Gerçekten, camilerimizi, kürsülerimizi, minberlerimizi ve tarihi kitapları bu tür çirkin, abes hikayelerden ve uydurmalardan kurtarmak lazımdır.

Ne demek, kos koca Osmanlı Beyliğinin başı, bir eve misafir olsun, ve misafir kaldığı evde, duvarda asılı Kur'an'a saygı için, saygılı davranmak için yatağına girmesin ve " Kur'an duvarda asılı durur iken, ben uyuyamam" mazeretin ileri sürsün!..

Allah aşkına, bu tür bir hikayeyi, uydurmayı nasıl izah etmeliyiz?.. Hangi devlet büyüğü bunu yapmış, Kur'an'ı okumadan öylece baka kalmış?

Netice olarak;

Böylesi hikayelerin üzerine öncelikle gitme işi, Diyanet İşleri Başkanlığı'na düşmektedir. Din İşleri Kurulu'na, Yayın hizmetlerine düşmektedir!..

Gerekli yerlerde, lüzumlu konuşmalarda, TRT. Diyanet'te vesair bu tür bir yanlışın izah edilmesi, düzeltilmesi gerekir.
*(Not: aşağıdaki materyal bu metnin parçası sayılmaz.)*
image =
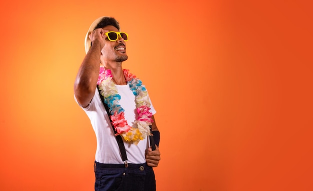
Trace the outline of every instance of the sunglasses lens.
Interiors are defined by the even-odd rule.
[[[124,40],[127,41],[128,40],[128,37],[127,37],[127,35],[125,33],[120,33],[120,36],[122,38],[124,39]]]
[[[108,34],[109,40],[111,41],[116,41],[118,40],[118,34],[114,32],[110,32]]]

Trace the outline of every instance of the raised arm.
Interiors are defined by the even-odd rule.
[[[92,99],[99,75],[101,50],[106,31],[97,29],[89,35],[92,46],[80,65],[74,84],[74,94],[78,103],[86,107]]]

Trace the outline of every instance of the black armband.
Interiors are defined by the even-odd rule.
[[[152,134],[153,134],[154,143],[158,147],[158,144],[160,142],[160,132],[159,131],[152,131]]]

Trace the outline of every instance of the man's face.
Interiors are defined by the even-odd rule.
[[[103,28],[105,31],[118,32],[112,26],[108,26]],[[106,44],[101,51],[104,60],[108,61],[123,62],[128,59],[126,54],[126,44],[123,38],[118,35],[116,41],[110,41],[106,37]]]

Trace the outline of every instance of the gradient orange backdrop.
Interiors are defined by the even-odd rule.
[[[2,2],[0,190],[92,190],[73,84],[102,16],[157,110],[158,190],[313,190],[312,7],[294,2]]]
Tıpkı bunun gibi, Osmanlı Sultanlarını hacca gitmeden hacı yapanlar, hacca gönderenler de açığa kavuşturulmalı, bu tür şeylerin abartı, uydurma olduğu genç nesillerin zihin dünyalarına, belleklerine anlatılmalıdır.

Hikayede anlatılan Osman Gazi değildir. Asıl anlatılmak istenen husus, sufileri ön plana çıkarmak, onların kerametlerini, halüsinasyonlarını öne sürmekten başka bir şey değildir.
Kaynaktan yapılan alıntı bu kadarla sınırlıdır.